A prison advocacy group awaits a ruling on their campaign to end solitary confinement in one Northeast Pennsylvania county.
The Northeast chapter of PA Stands Up sued Lackawanna County after an effort to have voters decide on prison practices was blocked. The group canvassed over the summer, earning over 13,000 signatures – more than the nearly 8,400 required – to put a referendum on the November general election ballot. PA Stands Up considers solitary confinement more than 20 hours per day in a cell.
But, the county commissioners said prison regulations can’t be amended by ballot measures, citing the county’s prison board and home rule charter in a letter recognizing the lawsuit in September.
The advocacy group is hoping to follow a successful campaign in Allegheny County, which added a ballot measure in 2021 to prohibit solitary confinement. Nearly 70% of voters said they would like to end the practice in their county prison.
“Solitary confinement is cruel and unusual punishment. It’s happening in our community, and it needs to end,” said Alec Walker-Serrano after a prison board meeting at the Lackawanna County Government Center in September. Walker-Serrano is the communications director for the NEPA Stands Up chapter.
A three-judge panel is expected to rule on whether PA Stands Up’s referendum could appear on a future ballot sometime in early 2023. Walker-Serrano said the group is hopeful.
“But we’re not sure if we have to collect the signatures again or not,” Walker-Serrano said on a recent phone call.
The court could rule that this year’s signatures are not valid for a referendum in 2023. If they’re required to restart the campaign, the group said they would knock on doors in the county again, but they would like to be compensated.
Last summer’s months-long campaign cost time and money, Walker-Serrano said. They’d seek damages to redo a campaign if ordered by the panel.
Differences in terminology
There’s a debate over the terms used for detention.
Prisons and jails in the commonwealth prefer to use “restricted housing,” “administrative segregation” or disciplinary or protective custody and other terms instead of “solitary confinement” when referring to specific types of isolated incarceration. Advocates argue that terminology doesn’t matter as long as prisons use methods of isolation.
At the September prison board meeting, Lackawanna County Prison warden Tim Betti said, by his definition, his prison does not have solitary confinement. However, he estimated about 20% - 25% of the population is in some type of protective, disciplinary or administrative custody.
In an email, he wrote the institution modeled its terminology from the Objective Jail Classification system, a method of categorizing custody for those in prison.

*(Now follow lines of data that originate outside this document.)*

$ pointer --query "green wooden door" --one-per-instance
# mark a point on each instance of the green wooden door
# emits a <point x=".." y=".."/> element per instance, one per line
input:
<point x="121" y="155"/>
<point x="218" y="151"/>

“Ultimately, it all comes down to providing the safest environment for the inmate population,” Betti wrote.
Betti said those in restricted custody are given one hour a day outside of their cells. He estimated that they spend an average of 14 days in separate housing units before returning to the general prison population.
Alexandra Morgan-Kurtz is managing attorney for the Pennsylvania Institutional Law Project, a nonprofit that provides legal services for incarcerated people.
“Every single prison and jail in the state is going to respond and say that they do not have solitary confinement,” said Morgan-Kurtz, “and almost every single one of those prisons and jails would be lying.”
Morgan-Kurtz said isolation harms people that probably need treatment and rehabilitation while they’re detained. Incarceration itself is the punishment, she said.
“The conditions that you experience while you’re inside are not to be more punishing,” she said.
Firsthand experience
“I went to prison when I was 17 and got out 37 years later,” said John Thompson, a prison advocate who spoke at the PA Stands Up demonstration in September. “I did about 14 years in solitary confinement.”
Thompson pushed back on administrative terms like “disciplinary custody.”
“It doesn’t matter what name you give it – you can say it’s hopscotch, but if you keep somebody locked in for 23 hours a day … it’s solitary.”